有人可以请一个更有效的方式来实现上述,减少处理时间几天。
是Hadoop的一个选项吗?
解决方案根据您的问题:
文件数量= 110000 字典=> [TermID,Title Terms]列表= 4千万条目 文件大小=平均每个文件11000 * 1KB = 26.9GB (平均每个文件1KB) 字典大小= 4000万* 256bytes = 9.5GB原始数据(平均每笔256bytes)你是如何到达75天的估计值的?
有很多表现目标:
- 您如何存储文档?
- 您如何存储/检索词典? (假设所有内容都不在内存中,除非您能负担得起)
- 您运行多少台机器?
- 是否正在执行字典并行查找? (当然,假设字典在你已经处理了整个维基百科后是不可变的)
下面是我相信你的概要做:
dictionary =读维基百科字典 document =一系列文件 documents.map {doc => (术语< - doc.terms.map if(dictionary.contains(term))){ docTermFreq = docTermFreq +(()) var docTermFreq = Map [String,Int] term> docTermFreq.getOrElse(term,0)+ 1)} // store docTermFreq map }这实质上是在将每个文档分解为令牌,然后在维基百科字典中查找它的令牌。
这正是 Lucene分析器。
A Lucene Tokenizer 会将文档转换为令牌。这是在术语索引到lucene之前发生的。因此,你所要做的就是实现一个分析器,它可以查找维基百科词典,了解令牌是否在字典中。
我会这样做:
- 为每个文档创建一个标记流(使用上面描述的分析器)
- 索引文档条款。
- 此时,您只会在Lucene索引中拥有维基百科条款。
- 文档频率
- TermFrequencyVector (正是你需要的)
- 和准备使用倒排索引! (快速介绍倒排索引和检索) ul>
- 并行化文档流处理。
- 您可以将字典存储在key-价值数据库,例如 BerkeylyDB 或Kyoto Cabinet,或者甚至是内存中的键值存储,例如 Redis 或 Memcache 。
- Crawled & downloaded organisation's webpages. (~110,000)
- Created a dictionary of wikipedia ID and terms/title. (~40million records)
- HashMap for storing dictionary in memory.
- looping through each map entry to search the term in a webpage, using Boyer-Moore search implementation.
- Repeating the above for each webpage, and storing results in a HashMap.
- How are you storing the Documents?
- How are you storing/retrieving the Dictionary? ( assuming not all of it in memory unless you can afford to)
- How many machines are you running it on?
- Are you performing the dictionary lookups in parallel? ( of-course assuming dictionary is immutable once you have already processed whole of wikipedia )
- Take every document and prepare a token stream ( using an Analyzer described above )
- Index the document terms.
- At this point you will have wikipedia terms only, in the Lucene Index.
- Document Frequency of a Term
- TermFrequencyVector ( exactly what you need )

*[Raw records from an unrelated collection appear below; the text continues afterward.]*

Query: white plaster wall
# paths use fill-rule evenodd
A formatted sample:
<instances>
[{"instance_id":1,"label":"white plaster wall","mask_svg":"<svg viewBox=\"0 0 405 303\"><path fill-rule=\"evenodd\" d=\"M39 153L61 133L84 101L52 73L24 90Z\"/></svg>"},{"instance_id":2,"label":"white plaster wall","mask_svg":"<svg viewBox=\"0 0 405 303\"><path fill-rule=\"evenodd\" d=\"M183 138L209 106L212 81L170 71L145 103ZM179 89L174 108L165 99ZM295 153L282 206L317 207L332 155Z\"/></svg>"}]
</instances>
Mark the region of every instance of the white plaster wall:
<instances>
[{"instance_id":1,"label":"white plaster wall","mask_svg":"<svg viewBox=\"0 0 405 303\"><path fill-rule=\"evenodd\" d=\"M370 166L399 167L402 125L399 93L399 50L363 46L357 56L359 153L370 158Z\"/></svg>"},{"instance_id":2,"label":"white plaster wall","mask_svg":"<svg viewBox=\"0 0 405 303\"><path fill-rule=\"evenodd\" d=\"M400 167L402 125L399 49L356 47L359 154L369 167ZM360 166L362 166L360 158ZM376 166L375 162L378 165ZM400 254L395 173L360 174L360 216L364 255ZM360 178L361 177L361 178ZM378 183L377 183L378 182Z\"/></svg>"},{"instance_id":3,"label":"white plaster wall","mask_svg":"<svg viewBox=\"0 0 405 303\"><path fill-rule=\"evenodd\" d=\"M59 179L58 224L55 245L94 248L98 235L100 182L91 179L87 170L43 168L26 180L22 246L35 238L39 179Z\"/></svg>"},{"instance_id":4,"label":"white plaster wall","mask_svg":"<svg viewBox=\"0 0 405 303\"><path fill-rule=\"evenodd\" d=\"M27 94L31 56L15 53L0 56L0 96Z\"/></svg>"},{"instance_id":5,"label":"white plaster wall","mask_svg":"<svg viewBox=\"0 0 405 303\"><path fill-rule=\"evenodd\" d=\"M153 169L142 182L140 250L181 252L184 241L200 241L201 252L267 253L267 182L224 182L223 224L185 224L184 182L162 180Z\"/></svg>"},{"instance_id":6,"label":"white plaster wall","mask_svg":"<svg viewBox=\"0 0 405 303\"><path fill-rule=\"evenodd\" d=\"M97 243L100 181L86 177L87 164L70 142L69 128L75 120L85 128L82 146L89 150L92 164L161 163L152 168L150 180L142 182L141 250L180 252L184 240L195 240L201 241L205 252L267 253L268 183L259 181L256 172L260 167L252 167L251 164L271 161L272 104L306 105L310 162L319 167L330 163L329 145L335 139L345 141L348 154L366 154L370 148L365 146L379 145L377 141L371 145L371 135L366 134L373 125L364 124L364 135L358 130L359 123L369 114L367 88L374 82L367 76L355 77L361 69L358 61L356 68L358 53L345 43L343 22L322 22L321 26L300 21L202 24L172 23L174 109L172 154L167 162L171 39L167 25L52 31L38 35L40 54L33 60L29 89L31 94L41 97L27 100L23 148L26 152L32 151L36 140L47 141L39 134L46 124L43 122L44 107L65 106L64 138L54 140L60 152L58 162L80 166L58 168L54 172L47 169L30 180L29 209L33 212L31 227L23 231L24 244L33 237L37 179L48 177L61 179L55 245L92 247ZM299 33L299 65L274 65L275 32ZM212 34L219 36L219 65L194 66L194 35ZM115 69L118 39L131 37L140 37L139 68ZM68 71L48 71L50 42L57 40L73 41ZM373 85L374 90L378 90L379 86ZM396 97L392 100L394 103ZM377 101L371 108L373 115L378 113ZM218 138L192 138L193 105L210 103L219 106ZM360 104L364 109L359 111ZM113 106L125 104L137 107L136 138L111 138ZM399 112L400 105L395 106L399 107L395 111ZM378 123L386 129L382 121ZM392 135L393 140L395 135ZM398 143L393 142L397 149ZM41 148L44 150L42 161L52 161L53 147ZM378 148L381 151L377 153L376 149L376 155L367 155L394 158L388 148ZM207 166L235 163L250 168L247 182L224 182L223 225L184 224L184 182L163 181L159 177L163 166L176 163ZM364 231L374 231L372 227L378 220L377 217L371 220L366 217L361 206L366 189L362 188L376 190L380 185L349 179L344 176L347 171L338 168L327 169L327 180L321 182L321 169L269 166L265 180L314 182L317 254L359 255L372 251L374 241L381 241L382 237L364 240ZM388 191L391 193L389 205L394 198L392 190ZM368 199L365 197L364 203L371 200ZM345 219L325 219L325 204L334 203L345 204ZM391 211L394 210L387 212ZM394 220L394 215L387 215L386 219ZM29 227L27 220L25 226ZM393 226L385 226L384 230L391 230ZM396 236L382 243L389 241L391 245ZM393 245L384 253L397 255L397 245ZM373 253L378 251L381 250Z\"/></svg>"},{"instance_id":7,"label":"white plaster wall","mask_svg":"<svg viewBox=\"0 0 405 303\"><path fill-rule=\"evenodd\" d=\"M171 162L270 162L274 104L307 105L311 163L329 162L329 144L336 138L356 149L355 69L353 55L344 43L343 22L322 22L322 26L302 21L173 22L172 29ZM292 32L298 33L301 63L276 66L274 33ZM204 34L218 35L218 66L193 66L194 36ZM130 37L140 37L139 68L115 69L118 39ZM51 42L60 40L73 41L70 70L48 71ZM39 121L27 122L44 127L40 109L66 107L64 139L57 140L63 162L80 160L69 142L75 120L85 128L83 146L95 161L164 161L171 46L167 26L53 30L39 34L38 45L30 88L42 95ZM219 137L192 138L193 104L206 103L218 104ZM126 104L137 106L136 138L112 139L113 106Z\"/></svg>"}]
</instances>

- and a ready to use inverted index! ( for a quick introduction to Inverted Index and Retrieval )
- Parallelize the document stream processing.
- You can store the dictionary in key-value database such as BerkeylyDB or Kyoto Cabinet, or even an in-memory key-value storage such as Redis or Memcache.
当你这样做的时候,你可以从Lucene索引中获得现成的统计信息,例如: 您可以通过很多方法来提高性能。例如: 我希望有帮助。 I am supposed to extract representative terms from an organisation's website using wikipedia's article-link data dump.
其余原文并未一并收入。